Pale Field, Dark Mountain is a striking ode to Milton Avery’s continued innovation and reinvention throughout his life. Painted during arguably the most important phase of his career, when his canvases began to release themselves from reality and pave the way for later artists like Mark Rothko and Adolph Gottlieb, this scene of opposing natural elements builds upon Avery’s masterful combinations of color and form. The artist regularly returned to increasingly abstract landscapes, and by gradually doing away with individual elements and details, Avery was able to marry observational realism with chromatic abstraction to stunning effect.

One of a number of landscape works executed in the late 1950s, Pale Field, Dark Mountain reduces the vista down to gently undulating strata. A blue strip at the bottommost edge of the canvas gives way to the titular pale field, a flat, amorphous ribbon of wheat-colored strokes. In turn, the dark mountain encroaches upon the central plain, accompanied by a scumble of green forest and a swath of light blue sky. However, whereas the water, sky, and field lack any illusionistic qualities (and seem to actively eschew them), Avery’s mountain and its surrounding trees exhibit gentle strokes that anchor the composition in representation.

Based in reality, Avery’s landscapes evoke a feeling of nostalgic reflection and calm remembrance. Often depicting locations where the artist and his family visited or vacationed, works like Pale Field, Dark Mountain are visual studies in memory and place. By turning from realistic depictions, and instead embracing a more emotive style that borrowed from the French Fauves and German Expressionists, Avery was able to explore the world around him in terms of color and shape. As a stylistic precursor to artists like Mark Rothko and Adolph Gottlieb, whom he befriended in the 1930s, Avery was one of the first New York painters to flirt with this chromatic abstraction. Continually simplifying his still lifes, portraits, and landscapes throughout his career, he set the stage for the later Color Field painters and their non-objective canvases.
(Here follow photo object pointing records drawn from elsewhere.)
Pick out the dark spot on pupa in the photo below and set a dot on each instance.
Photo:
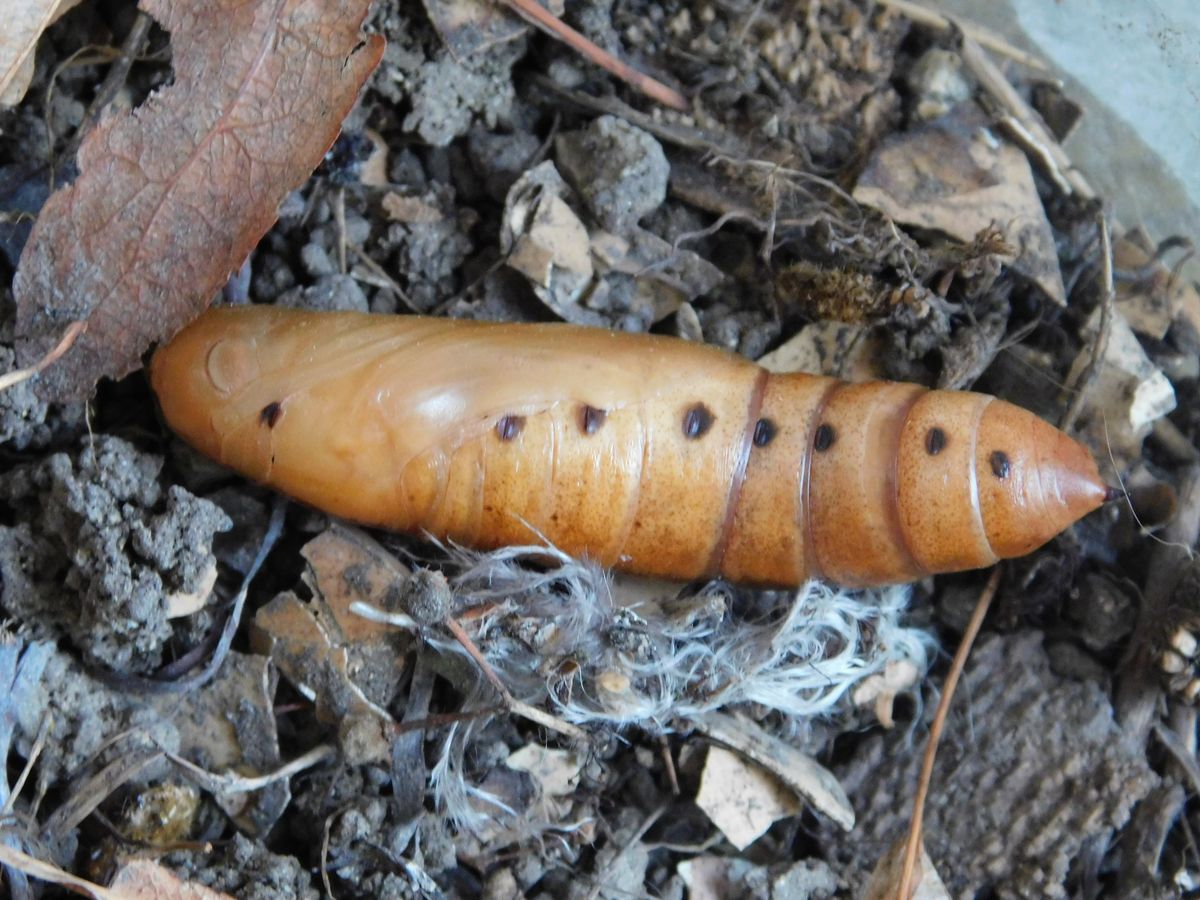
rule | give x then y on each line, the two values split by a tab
935	442
1000	465
825	438
591	419
696	421
509	426
270	414
763	432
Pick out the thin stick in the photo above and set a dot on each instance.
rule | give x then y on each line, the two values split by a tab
1099	349
534	13
984	37
1026	125
514	705
912	850
23	375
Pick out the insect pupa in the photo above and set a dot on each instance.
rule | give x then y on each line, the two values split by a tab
648	454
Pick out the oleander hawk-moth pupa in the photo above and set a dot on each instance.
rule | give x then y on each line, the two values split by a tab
648	454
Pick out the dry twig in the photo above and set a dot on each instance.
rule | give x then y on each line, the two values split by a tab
537	15
984	37
1102	339
1025	125
23	375
912	850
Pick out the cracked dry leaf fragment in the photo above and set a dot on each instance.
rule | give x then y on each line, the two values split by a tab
741	798
954	175
173	196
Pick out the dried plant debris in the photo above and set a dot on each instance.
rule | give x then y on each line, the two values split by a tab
25	22
1127	396
343	663
27	421
171	198
954	175
101	522
247	870
1039	772
711	877
109	748
833	201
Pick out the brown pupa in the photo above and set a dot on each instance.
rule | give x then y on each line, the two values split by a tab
647	454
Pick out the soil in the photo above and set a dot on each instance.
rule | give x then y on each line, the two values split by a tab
124	553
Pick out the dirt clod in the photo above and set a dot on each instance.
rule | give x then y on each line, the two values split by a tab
101	522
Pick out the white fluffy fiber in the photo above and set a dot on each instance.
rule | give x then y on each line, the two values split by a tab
559	639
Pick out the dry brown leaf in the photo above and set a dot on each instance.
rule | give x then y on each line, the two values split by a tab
24	23
954	175
345	663
172	197
741	798
797	771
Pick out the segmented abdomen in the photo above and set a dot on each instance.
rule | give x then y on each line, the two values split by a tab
648	454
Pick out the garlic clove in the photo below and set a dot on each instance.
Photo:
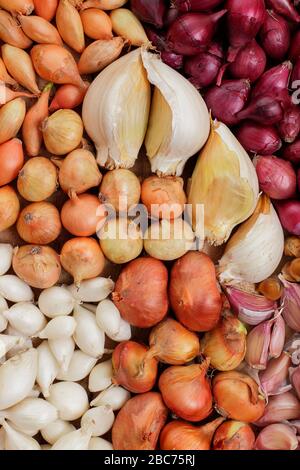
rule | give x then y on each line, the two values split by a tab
114	119
256	248
58	328
62	349
80	366
92	290
277	437
101	376
47	368
6	254
70	399
15	440
179	120
115	397
88	336
97	443
55	430
225	182
14	289
56	301
26	318
75	440
17	378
Less concerned with the accurate depiction of depth and illusionistic space, Avery took cues from the work of Matisse, with whom he was a contemporary, and the primary conduit of the French painter’s style in the United States for many years. Hilton Kramer, writing for the New York Times in 1981, reminisced: He was, without question, our greatest colorist…. Among his European contemporaries, only Matisse—to whose art he owed much, of course—produced a greater achievement in this respect” (H. Kramer, “Our Greatest Colorist,” New York Times, April 12, 1981). Diverging from the accurate rendering of three dimensions, so lauded in the West since the Renaissance, Avery’s work abstracted the everyday into dynamic patchworks of opposing hues. However, whereas Matisse’s practice hinged on the decorative nuances of non-realistic coloring in works like The Red Studio (1911), Avery extracted contrasting zones of color from nature. Pale Field, Dark Mountain, like the 1960 work Dunes and Sea No. 2, distills the landscape into segments that intertwine and react to each other chromatically while still retaining a sense of place.
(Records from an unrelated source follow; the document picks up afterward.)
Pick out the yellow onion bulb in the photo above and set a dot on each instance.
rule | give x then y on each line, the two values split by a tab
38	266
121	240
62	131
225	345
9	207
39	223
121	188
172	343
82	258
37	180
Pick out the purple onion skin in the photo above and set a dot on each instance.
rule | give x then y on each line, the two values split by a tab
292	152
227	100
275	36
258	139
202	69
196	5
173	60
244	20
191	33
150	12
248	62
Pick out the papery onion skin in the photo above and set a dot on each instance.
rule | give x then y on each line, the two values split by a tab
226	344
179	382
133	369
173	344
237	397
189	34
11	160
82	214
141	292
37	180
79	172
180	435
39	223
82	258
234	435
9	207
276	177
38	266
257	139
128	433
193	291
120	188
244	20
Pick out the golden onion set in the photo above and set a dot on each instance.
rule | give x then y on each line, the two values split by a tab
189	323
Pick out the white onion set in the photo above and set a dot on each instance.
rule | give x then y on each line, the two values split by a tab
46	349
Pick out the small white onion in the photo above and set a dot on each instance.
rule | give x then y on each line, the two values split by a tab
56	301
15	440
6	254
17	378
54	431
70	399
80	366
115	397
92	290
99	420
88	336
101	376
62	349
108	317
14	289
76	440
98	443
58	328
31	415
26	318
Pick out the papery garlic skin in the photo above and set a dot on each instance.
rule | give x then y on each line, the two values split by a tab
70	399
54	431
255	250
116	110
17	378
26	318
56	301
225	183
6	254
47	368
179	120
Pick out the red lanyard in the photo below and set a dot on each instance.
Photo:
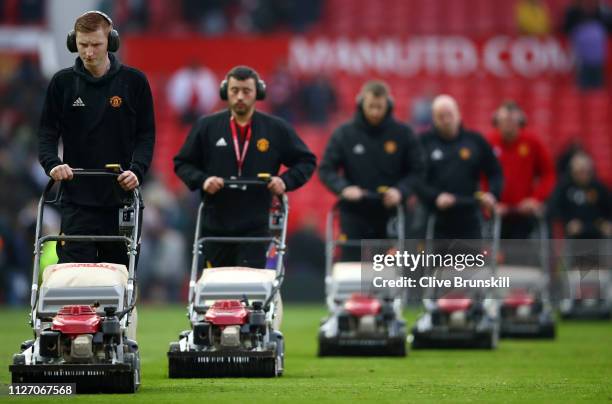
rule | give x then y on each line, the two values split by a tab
240	156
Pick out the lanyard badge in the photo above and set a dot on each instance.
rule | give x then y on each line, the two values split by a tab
240	156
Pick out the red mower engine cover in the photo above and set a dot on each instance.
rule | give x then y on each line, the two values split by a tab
453	303
519	297
227	312
362	305
76	320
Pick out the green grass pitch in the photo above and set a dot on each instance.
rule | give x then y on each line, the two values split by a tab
577	367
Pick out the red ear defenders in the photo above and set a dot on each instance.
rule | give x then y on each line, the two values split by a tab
113	35
512	107
260	87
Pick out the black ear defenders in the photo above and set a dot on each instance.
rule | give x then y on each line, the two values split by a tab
113	35
260	85
359	101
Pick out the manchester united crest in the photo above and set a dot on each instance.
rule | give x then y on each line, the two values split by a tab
263	145
116	101
390	147
465	153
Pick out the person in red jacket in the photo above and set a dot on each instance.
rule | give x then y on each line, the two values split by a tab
529	174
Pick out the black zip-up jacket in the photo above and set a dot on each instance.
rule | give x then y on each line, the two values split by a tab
591	204
456	165
101	121
367	156
209	151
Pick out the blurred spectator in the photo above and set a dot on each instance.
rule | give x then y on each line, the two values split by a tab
280	90
162	258
567	152
306	248
587	22
529	174
317	100
31	11
582	202
532	17
193	91
129	15
420	113
209	17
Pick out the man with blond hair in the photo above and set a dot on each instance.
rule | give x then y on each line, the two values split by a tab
102	111
372	153
456	158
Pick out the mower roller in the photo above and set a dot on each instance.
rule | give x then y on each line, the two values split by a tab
360	322
463	317
526	309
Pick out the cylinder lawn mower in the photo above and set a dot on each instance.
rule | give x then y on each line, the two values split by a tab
235	312
360	322
82	314
462	317
526	309
587	280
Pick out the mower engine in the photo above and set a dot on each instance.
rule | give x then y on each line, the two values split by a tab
364	314
79	335
455	311
228	324
521	305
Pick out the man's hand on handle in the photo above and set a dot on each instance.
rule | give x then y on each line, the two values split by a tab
212	185
352	193
277	186
445	200
63	172
392	197
128	180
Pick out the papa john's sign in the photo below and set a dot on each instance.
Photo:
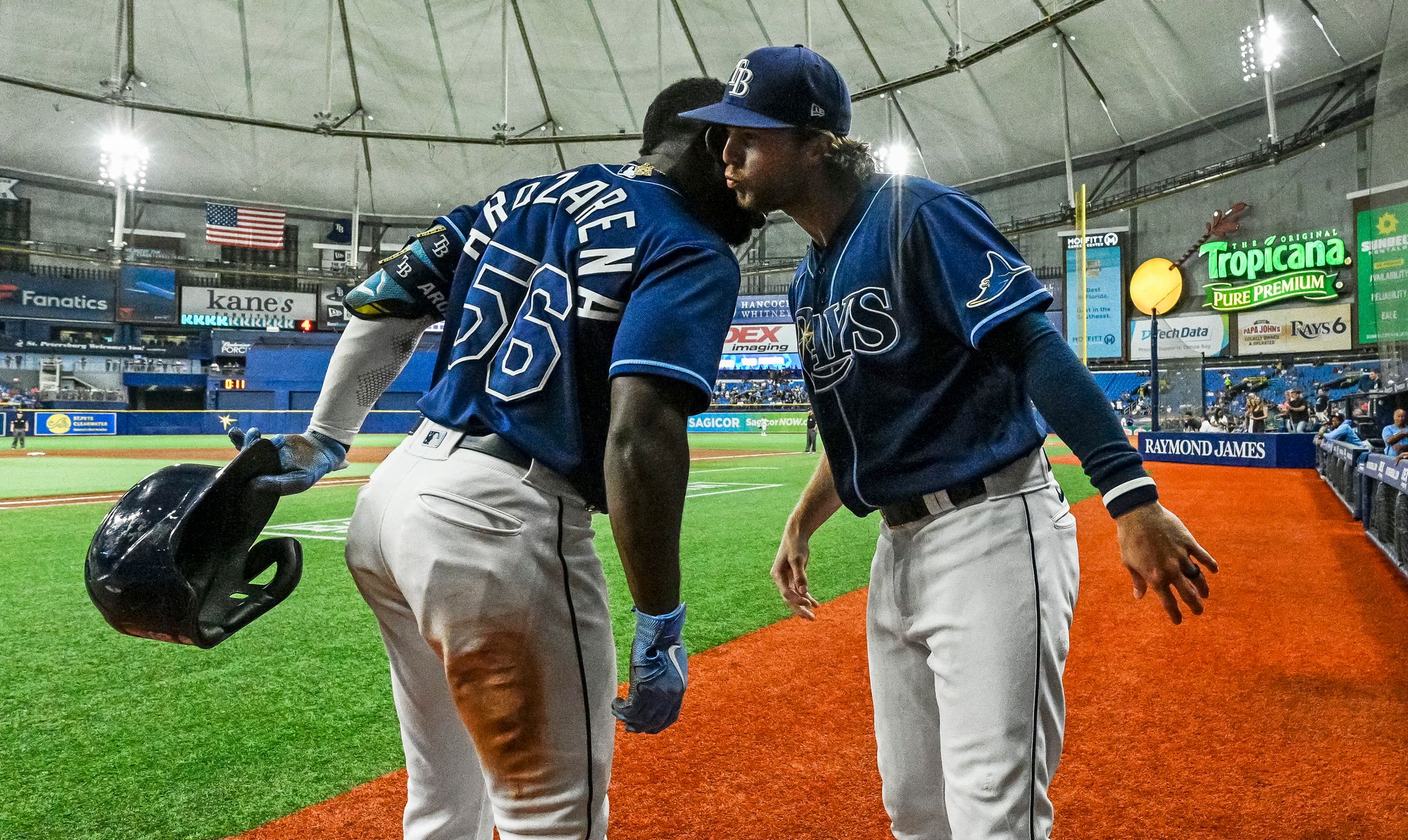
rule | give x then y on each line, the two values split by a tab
1280	268
761	338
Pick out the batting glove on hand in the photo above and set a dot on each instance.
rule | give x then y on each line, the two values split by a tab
659	673
303	459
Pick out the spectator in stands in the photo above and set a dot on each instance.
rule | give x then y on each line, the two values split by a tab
1396	435
1340	428
1255	414
1297	411
19	429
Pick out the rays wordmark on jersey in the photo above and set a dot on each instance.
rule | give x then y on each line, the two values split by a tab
861	322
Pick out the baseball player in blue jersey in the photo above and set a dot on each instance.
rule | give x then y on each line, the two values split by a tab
585	313
924	348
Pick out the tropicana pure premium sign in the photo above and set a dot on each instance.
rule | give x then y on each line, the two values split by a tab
1280	268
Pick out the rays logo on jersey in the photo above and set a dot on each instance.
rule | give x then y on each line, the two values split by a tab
740	81
861	322
1000	275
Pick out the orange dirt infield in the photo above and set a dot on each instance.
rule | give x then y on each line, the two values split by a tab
1283	712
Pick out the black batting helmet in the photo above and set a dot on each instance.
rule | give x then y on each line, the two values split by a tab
175	558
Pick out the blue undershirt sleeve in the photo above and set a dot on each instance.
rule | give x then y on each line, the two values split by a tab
1076	409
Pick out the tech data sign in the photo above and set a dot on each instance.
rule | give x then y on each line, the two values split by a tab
1183	337
762	338
245	307
1301	330
1280	268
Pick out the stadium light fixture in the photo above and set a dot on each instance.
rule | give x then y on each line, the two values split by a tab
123	162
894	159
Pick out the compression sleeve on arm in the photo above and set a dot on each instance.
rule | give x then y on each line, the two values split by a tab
369	355
1073	404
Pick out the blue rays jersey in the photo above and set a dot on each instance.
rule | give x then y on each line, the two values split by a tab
565	282
890	315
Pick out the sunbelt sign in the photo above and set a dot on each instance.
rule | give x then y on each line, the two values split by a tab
1280	268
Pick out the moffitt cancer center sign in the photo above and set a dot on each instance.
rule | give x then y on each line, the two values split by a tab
1280	268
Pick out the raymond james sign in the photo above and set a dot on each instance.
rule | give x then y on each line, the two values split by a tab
1229	451
1279	268
245	307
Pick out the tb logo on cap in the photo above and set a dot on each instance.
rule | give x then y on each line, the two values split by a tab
738	82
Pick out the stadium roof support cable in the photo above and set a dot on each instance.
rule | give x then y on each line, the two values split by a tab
556	139
357	99
689	35
865	46
957	64
616	72
542	95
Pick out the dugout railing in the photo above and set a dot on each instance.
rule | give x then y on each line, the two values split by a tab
1375	487
1338	465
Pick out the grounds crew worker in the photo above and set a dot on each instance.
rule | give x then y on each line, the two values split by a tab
924	346
19	429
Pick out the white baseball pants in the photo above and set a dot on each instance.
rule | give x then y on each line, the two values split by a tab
968	629
493	609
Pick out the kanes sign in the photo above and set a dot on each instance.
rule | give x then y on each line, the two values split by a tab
761	338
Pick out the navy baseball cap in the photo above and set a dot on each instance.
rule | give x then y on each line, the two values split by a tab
782	88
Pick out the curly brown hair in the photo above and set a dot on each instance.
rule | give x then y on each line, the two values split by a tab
848	159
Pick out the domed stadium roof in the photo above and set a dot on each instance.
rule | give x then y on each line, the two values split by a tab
282	100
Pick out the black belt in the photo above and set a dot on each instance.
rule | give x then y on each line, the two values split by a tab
496	447
912	509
During the summer of 1957, while staying in Provincetown, Massachusetts, Avery started to work on a larger scale and dispensed with many of the ancillary details that rooted his work so clearly in representation. Paintings like Pale Field, Dark Mountain and Spring Orchard (1959) are indicative of this shift and highlight the artist’s purposefully nebulous depiction of reality. Working with thin layers of paint on each canvas, Avery held to the subject matter of his Realist forefathers, but pushed further into abstraction. Finding this dichotomy enticing, critics enthusiastically promoted this new work, which in turn bolstered support for a retrospective of the artist’s work at the Whitney Museum of American Art in 1960.
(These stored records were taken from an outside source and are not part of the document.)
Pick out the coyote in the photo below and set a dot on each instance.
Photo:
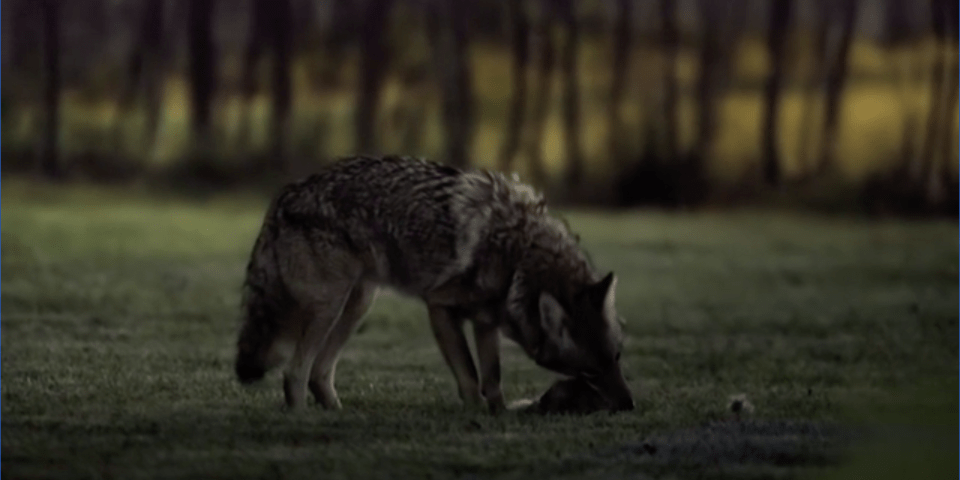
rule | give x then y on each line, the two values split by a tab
473	245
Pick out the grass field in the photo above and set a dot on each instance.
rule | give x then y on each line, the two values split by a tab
119	314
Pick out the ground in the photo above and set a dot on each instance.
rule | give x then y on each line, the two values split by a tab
120	313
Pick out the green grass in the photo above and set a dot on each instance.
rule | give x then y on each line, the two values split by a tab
119	315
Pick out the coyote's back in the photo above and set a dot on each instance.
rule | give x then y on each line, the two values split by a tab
457	239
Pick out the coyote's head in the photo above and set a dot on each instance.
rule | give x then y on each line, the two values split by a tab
581	336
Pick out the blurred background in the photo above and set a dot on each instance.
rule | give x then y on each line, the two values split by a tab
831	104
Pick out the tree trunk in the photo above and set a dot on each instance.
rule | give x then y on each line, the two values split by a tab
542	96
249	80
816	78
571	95
281	43
374	60
952	14
707	88
776	41
520	43
203	69
836	80
620	60
146	71
941	101
50	161
456	82
670	45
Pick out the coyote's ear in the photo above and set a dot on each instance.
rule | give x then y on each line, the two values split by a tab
603	293
552	318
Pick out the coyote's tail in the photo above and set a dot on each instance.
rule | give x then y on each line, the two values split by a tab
265	300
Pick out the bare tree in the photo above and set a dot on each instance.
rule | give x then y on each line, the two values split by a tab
50	161
815	81
566	9
520	45
835	82
450	24
147	67
719	30
620	61
943	102
543	93
203	67
670	46
777	32
374	58
280	20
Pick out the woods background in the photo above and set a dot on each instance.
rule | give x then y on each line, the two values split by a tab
831	104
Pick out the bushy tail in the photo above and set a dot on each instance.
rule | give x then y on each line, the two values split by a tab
265	300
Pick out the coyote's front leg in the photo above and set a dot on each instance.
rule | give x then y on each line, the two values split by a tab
487	339
448	330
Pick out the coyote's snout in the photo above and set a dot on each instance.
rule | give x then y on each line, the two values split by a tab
473	245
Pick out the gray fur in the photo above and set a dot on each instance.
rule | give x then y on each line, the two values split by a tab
472	244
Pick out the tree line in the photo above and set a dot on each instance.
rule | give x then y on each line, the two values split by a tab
544	39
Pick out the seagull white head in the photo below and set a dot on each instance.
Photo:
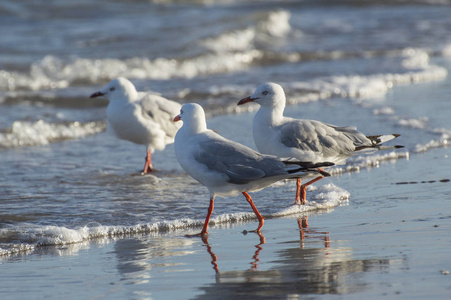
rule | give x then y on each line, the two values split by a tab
267	95
193	117
118	89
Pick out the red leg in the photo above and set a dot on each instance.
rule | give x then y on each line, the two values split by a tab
259	216
207	219
148	167
298	191
304	188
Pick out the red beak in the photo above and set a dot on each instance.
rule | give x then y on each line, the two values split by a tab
246	100
96	94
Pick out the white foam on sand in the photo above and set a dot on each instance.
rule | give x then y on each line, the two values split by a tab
25	237
24	133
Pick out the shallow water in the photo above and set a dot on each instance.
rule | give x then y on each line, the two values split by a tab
71	193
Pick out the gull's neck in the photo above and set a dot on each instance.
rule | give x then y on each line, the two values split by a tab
194	126
270	115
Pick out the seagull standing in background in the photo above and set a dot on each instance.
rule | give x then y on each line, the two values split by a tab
305	140
228	168
139	117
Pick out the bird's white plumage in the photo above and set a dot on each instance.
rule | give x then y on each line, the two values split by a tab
225	167
306	140
140	117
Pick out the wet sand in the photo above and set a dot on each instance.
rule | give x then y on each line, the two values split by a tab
391	240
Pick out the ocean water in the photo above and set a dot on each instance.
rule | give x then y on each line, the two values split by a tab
66	180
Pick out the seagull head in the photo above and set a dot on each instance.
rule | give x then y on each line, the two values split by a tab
193	117
118	89
267	95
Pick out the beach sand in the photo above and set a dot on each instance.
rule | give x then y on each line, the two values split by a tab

Always nearing the point of total abstraction, Milton Avery nonetheless held on to representational subject matter throughout his career. Drawing upon his observations, he stated: “I like to seize the one sharp instant in Nature, to imprison it by means of ordered shapes and space relationships. To this end I eliminate and simplify, leaving apparently nothing but color and pattern. I am not seeking pure abstraction; rather, the purity and essence of the idea – expressed in its simplest form” (M. Avery, quoted in Contemporary American Painting, exh. cat. College of Fine and Applied Arts, Illinois, 1951, p. 158-59). Avery’s career is a consummate illustration of the state of painting in the early 20th century. By challenging realistic depictions in favor of abstract surfaces and an emphasis on color, he primed critics and collectors for Color Field painters while also importing European techniques and ideas with a distinctly American quality. Works like Pale Field, Dark Mountain are a testament to Avery’s love of the Northeast and the locales he held dear, and at the same time exemplify the kind of painterly experimentation that brought New York to the forefront of the art world.